When you’re writing your resume, you worry that it will just be passed over with barely a glance once you turn in your job application. Considering the Career Builder survey that found 23% of hiring managers spend less than 30 seconds looking at a resume, those fears are far from unfounded!
We know you’ve heard that your cover letter can make or break your chances. And you’ve probably also been told to focus your resume for the specific job you’re applying for, so you highlights the exact skills the employer is looking for. But how exactly do you make your resume stand out from the pile? Once you’ve written a good cover letter that’s tailored to the job you’re applying for, and tweaked your resume to draw attention to the qualifications a particular position requires. There are still a few resume makeover tips you can try to make yourself look a lot better on paper.
Volunteer work shows that you’re engaged with and value your community. It can also be a great way to let a future employer know that you have a lot of other skills. If you’re not a volunteer for a non-profit organization, consider becoming one. Not only will you have the advantage of knowing you’re helping a great cause, but you’ll add a little polish to your resume as well. So whether you’ve been volunteering with a local veterans group, or building homes for underprivileged people, it’s time to get that experience listed on your resume!

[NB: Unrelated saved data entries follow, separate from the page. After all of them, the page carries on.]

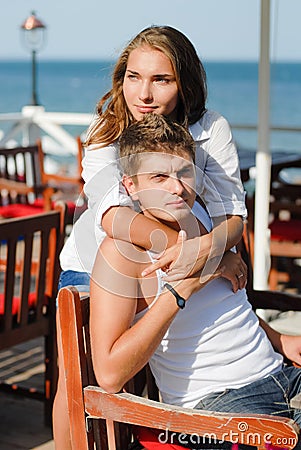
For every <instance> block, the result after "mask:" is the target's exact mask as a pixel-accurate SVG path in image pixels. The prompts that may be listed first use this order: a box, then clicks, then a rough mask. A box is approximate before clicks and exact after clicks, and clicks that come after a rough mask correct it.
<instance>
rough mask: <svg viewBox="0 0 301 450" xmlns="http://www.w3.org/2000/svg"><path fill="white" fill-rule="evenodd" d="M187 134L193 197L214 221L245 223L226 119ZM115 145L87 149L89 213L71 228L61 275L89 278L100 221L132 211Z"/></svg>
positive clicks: (241, 191) (65, 246)
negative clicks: (189, 154)
mask: <svg viewBox="0 0 301 450" xmlns="http://www.w3.org/2000/svg"><path fill="white" fill-rule="evenodd" d="M189 131H190V133H191V135H192V137H193V139H194V140H195V142H196V166H197V167H198V169H199V170H198V172H197V192H198V194H199V195H200V197H201V198H202V199H203V201H204V203H205V204H206V207H207V208H208V211H209V213H210V215H211V216H212V217H217V216H223V215H224V214H229V215H240V216H243V217H246V207H245V202H244V191H243V186H242V183H241V181H240V171H239V162H238V155H237V151H236V147H235V144H234V142H233V139H232V133H231V130H230V126H229V124H228V122H227V121H226V119H225V118H224V117H222V116H221V115H219V114H218V113H216V112H214V111H207V112H206V113H205V114H204V116H203V117H202V118H201V119H200V120H199V121H198V122H196V123H195V124H193V125H192V126H191V127H190V128H189ZM118 157H119V147H118V143H117V142H116V143H114V144H111V145H108V146H107V147H103V148H98V146H97V145H93V146H90V147H89V148H87V150H86V154H85V157H84V159H83V163H82V164H83V172H82V177H83V179H84V181H85V187H84V191H85V194H86V196H87V198H88V209H87V210H86V211H85V212H84V213H83V214H82V215H81V217H80V218H79V219H78V220H77V222H76V223H75V224H74V226H73V229H72V232H71V235H70V237H69V239H68V241H67V242H66V244H65V246H64V248H63V250H62V253H61V257H60V262H61V267H62V269H63V270H76V271H86V272H88V273H91V271H92V267H93V263H94V259H95V256H96V252H97V248H98V245H99V244H100V242H101V241H102V240H103V238H104V237H105V232H104V230H103V229H102V228H101V226H100V223H101V218H102V215H103V214H104V212H105V211H107V210H108V208H110V207H111V206H118V205H123V206H125V205H126V206H131V205H132V202H131V199H130V198H129V196H128V195H127V194H126V192H125V190H124V188H123V186H122V184H121V182H120V180H121V172H120V169H119V166H118Z"/></svg>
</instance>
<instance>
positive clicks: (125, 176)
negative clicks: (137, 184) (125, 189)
mask: <svg viewBox="0 0 301 450" xmlns="http://www.w3.org/2000/svg"><path fill="white" fill-rule="evenodd" d="M122 184H123V185H124V187H125V189H126V190H127V193H128V194H129V195H130V196H131V197H132V200H134V201H136V200H138V196H137V189H136V185H135V183H134V181H133V178H132V177H130V176H129V175H123V177H122Z"/></svg>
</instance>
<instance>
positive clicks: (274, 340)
mask: <svg viewBox="0 0 301 450" xmlns="http://www.w3.org/2000/svg"><path fill="white" fill-rule="evenodd" d="M259 323H260V326H261V328H263V329H264V331H265V332H266V334H267V336H268V338H269V340H270V341H271V343H272V345H273V347H274V349H275V350H277V351H278V352H279V353H281V354H282V355H283V356H285V357H286V358H287V359H289V360H290V361H293V362H295V363H297V364H298V365H299V366H300V365H301V335H300V336H291V335H288V334H282V333H279V332H278V331H276V330H274V328H272V327H270V325H268V324H267V323H266V322H265V321H264V320H263V319H261V318H260V317H259Z"/></svg>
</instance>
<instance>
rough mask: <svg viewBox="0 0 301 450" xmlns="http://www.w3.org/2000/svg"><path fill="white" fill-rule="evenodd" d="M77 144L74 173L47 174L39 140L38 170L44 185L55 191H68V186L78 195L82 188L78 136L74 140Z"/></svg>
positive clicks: (82, 150) (79, 149) (44, 161)
mask: <svg viewBox="0 0 301 450" xmlns="http://www.w3.org/2000/svg"><path fill="white" fill-rule="evenodd" d="M76 142H77V154H76V164H75V167H74V173H72V175H71V174H64V173H53V172H48V171H47V170H46V167H45V153H44V151H43V149H42V143H41V140H38V142H37V145H38V151H39V168H40V173H41V180H42V183H43V184H44V185H48V186H50V187H54V188H55V189H61V190H62V191H64V189H66V188H68V187H69V189H70V186H73V188H75V191H76V192H75V193H76V194H79V193H80V192H81V191H82V188H83V179H82V177H81V171H82V165H81V163H82V158H83V146H82V142H81V139H80V137H79V136H77V138H76Z"/></svg>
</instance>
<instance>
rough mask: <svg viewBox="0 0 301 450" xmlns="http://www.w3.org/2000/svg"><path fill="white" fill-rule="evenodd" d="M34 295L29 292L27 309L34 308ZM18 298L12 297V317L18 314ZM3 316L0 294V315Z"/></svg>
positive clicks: (35, 296) (19, 308)
mask: <svg viewBox="0 0 301 450" xmlns="http://www.w3.org/2000/svg"><path fill="white" fill-rule="evenodd" d="M36 298H37V297H36V293H35V292H30V293H29V296H28V307H29V308H34V307H35V306H36ZM20 301H21V299H20V297H13V303H12V314H13V316H14V315H15V314H18V311H19V309H20ZM3 314H4V294H3V293H1V294H0V315H3Z"/></svg>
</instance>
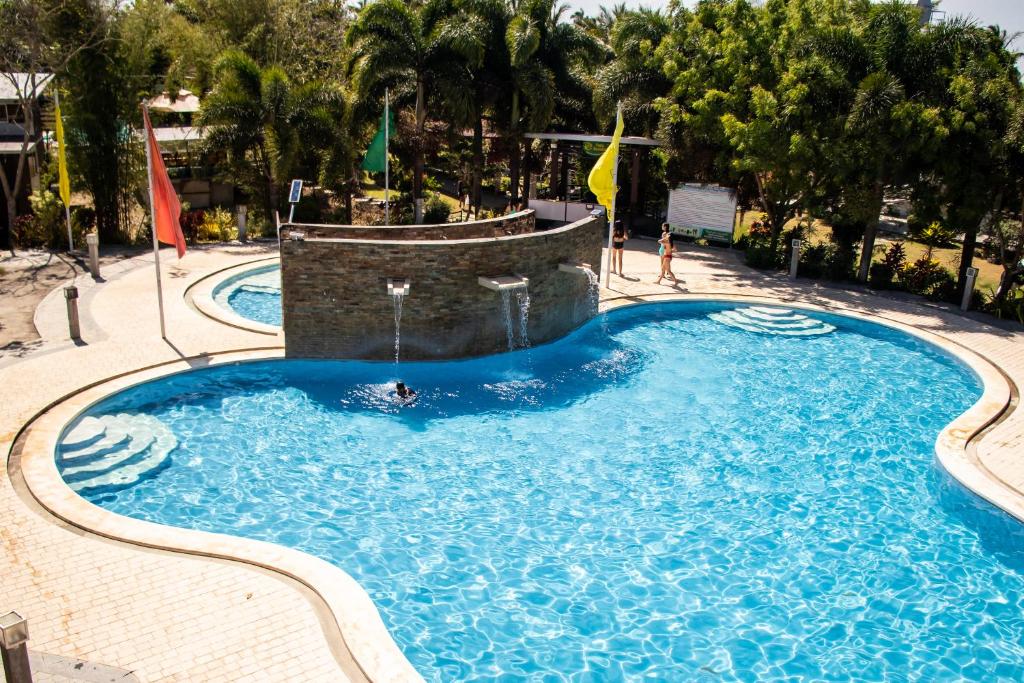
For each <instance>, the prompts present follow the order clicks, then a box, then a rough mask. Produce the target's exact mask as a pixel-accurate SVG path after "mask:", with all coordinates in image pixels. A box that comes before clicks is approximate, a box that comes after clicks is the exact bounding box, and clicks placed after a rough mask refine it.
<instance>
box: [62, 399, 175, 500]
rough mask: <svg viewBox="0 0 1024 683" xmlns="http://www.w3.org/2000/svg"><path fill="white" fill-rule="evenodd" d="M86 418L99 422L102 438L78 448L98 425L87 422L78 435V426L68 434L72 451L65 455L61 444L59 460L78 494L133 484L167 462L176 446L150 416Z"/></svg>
mask: <svg viewBox="0 0 1024 683" xmlns="http://www.w3.org/2000/svg"><path fill="white" fill-rule="evenodd" d="M86 419H87V420H96V421H97V422H99V423H100V425H101V427H102V435H101V436H100V437H99V438H98V439H95V440H93V441H92V443H91V444H89V445H87V446H84V447H78V446H79V444H80V443H82V441H83V438H82V437H83V435H87V436H89V437H90V438H91V437H92V435H93V433H94V432H96V431H97V430H98V426H97V425H95V424H92V423H89V424H88V425H87V427H86V428H85V429H83V430H82V431H81V432H79V431H78V429H79V427H80V426H81V425H79V426H77V427H76V428H75V429H74V430H72V431H71V432H69V434H68V436H69V437H72V440H71V444H72V450H71V451H70V452H67V451H66V446H65V443H63V442H61V445H60V459H59V461H58V466H59V468H60V474H61V476H62V477H63V479H65V481H67V482H68V485H69V486H71V488H72V489H73V490H76V492H78V493H87V492H90V490H93V489H97V488H103V489H112V488H113V489H116V488H124V487H127V486H131V485H134V484H135V483H136V482H138V481H139V480H140V479H142V478H144V477H145V476H148V475H151V474H153V473H156V472H157V471H159V470H160V469H162V468H163V467H164V466H165V465H166V464H167V463H169V462H170V455H171V452H172V451H174V449H175V447H177V444H178V441H177V438H176V437H175V436H174V433H173V432H172V431H171V430H170V429H169V428H168V427H167V425H165V424H164V423H163V422H161V421H160V420H158V419H157V418H155V417H153V416H148V415H129V414H126V413H120V414H118V415H104V416H102V417H100V418H86ZM83 422H85V420H83Z"/></svg>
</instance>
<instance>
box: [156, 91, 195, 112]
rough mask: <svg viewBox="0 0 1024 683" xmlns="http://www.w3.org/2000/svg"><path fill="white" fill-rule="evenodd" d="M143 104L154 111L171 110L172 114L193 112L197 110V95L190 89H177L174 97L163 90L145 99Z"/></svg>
mask: <svg viewBox="0 0 1024 683" xmlns="http://www.w3.org/2000/svg"><path fill="white" fill-rule="evenodd" d="M145 105H146V106H148V108H150V110H152V111H154V112H172V113H174V114H193V113H195V112H199V97H197V96H196V95H194V94H193V93H191V90H184V89H182V90H178V94H177V96H176V97H175V98H174V99H171V96H170V95H169V94H168V93H167V92H166V91H165V92H162V93H160V94H159V95H157V96H156V97H153V98H152V99H148V100H146V102H145Z"/></svg>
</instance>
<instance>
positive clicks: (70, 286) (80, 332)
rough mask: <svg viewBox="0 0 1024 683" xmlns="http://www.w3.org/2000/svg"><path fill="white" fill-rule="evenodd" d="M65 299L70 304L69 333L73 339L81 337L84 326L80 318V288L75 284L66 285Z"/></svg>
mask: <svg viewBox="0 0 1024 683" xmlns="http://www.w3.org/2000/svg"><path fill="white" fill-rule="evenodd" d="M65 299H66V300H67V304H68V334H69V335H70V336H71V338H72V339H75V340H78V339H81V338H82V328H81V326H80V324H79V319H78V288H77V287H75V286H74V285H70V286H68V287H66V288H65Z"/></svg>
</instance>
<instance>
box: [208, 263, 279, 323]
mask: <svg viewBox="0 0 1024 683" xmlns="http://www.w3.org/2000/svg"><path fill="white" fill-rule="evenodd" d="M213 300H214V301H215V302H216V303H217V304H219V305H220V306H222V307H224V308H227V309H229V310H232V311H234V312H236V313H238V314H239V315H241V316H242V317H246V318H249V319H250V321H256V322H257V323H263V324H265V325H274V326H278V327H281V317H282V316H281V265H280V264H276V263H275V264H273V265H264V266H259V267H257V268H252V269H250V270H246V271H244V272H240V273H239V274H237V275H232V276H231V278H228V279H227V280H225V281H224V282H222V283H220V284H219V285H217V287H215V288H214V290H213Z"/></svg>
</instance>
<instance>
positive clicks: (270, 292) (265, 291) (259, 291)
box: [236, 285, 281, 295]
mask: <svg viewBox="0 0 1024 683" xmlns="http://www.w3.org/2000/svg"><path fill="white" fill-rule="evenodd" d="M236 291H237V292H256V293H257V294H279V295H280V294H281V288H280V287H265V286H263V285H243V286H242V287H240V288H239V289H238V290H236Z"/></svg>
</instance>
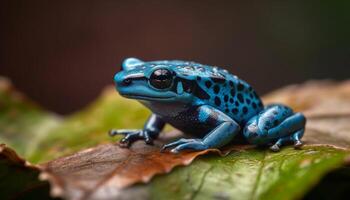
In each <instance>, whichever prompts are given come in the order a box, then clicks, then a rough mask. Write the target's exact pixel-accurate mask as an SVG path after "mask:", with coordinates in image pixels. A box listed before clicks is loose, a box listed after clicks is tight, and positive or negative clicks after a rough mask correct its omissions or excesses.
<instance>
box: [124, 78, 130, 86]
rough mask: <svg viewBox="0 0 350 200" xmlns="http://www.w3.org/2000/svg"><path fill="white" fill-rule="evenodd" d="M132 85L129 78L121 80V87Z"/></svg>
mask: <svg viewBox="0 0 350 200" xmlns="http://www.w3.org/2000/svg"><path fill="white" fill-rule="evenodd" d="M131 83H132V80H131V79H130V78H126V79H124V80H123V85H125V86H128V85H130V84H131Z"/></svg>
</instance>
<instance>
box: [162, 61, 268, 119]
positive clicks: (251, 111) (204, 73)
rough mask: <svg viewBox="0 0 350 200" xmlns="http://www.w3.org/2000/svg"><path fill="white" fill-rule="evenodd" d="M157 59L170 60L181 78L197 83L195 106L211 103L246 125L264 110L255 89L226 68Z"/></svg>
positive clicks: (175, 70) (260, 99)
mask: <svg viewBox="0 0 350 200" xmlns="http://www.w3.org/2000/svg"><path fill="white" fill-rule="evenodd" d="M158 62H171V63H172V64H174V65H173V69H174V70H175V71H176V72H177V74H178V75H180V76H181V78H183V79H186V80H190V81H191V82H192V84H193V82H196V83H197V84H196V87H200V88H199V89H198V88H194V90H196V89H197V92H195V93H194V94H195V96H196V97H197V104H198V105H200V104H207V105H210V106H213V107H215V108H217V109H219V110H221V111H222V112H224V113H226V114H227V115H228V116H230V117H231V118H232V119H234V120H235V121H236V122H238V123H240V124H245V123H246V122H247V121H248V120H249V119H250V118H251V117H253V116H254V115H256V114H258V113H259V112H260V111H261V110H262V109H263V104H262V102H261V99H260V98H259V96H258V95H257V93H256V92H255V90H254V89H253V88H252V87H251V86H250V85H249V84H248V83H246V82H245V81H243V80H241V79H239V78H238V77H237V76H235V75H232V74H230V73H229V72H228V71H227V70H224V69H221V68H219V67H213V66H208V65H202V64H199V63H194V62H185V61H158ZM157 64H159V63H157ZM167 64H169V63H167ZM198 91H200V92H198ZM203 93H205V94H203Z"/></svg>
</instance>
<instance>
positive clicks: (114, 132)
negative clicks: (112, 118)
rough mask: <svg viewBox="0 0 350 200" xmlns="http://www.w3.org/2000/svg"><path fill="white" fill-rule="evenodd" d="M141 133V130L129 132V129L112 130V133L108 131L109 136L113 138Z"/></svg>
mask: <svg viewBox="0 0 350 200" xmlns="http://www.w3.org/2000/svg"><path fill="white" fill-rule="evenodd" d="M138 132H140V130H129V129H123V130H116V129H112V130H110V131H108V135H109V136H111V137H113V136H116V135H125V136H126V135H129V134H132V133H138Z"/></svg>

Yes, that thing your friends have been telling you is true! There are many free and relatively easy online certifications you can get to make yourself immediately look better than your peers. If you work a lot with Google Analytics or Google Adsense, you can get basic certifications for free online. For a fee, Facebook and Adobe offer online certifications for under $200.
Join Professional or Industry Organizations
Join a local or national professional organization or a fraternal professional organization dedicated to your particular industry. It helps if you actually go to the organization’s events and network with your fellow members, but even if you don’t, just having those organizations on your resume can make you look more serious about your career.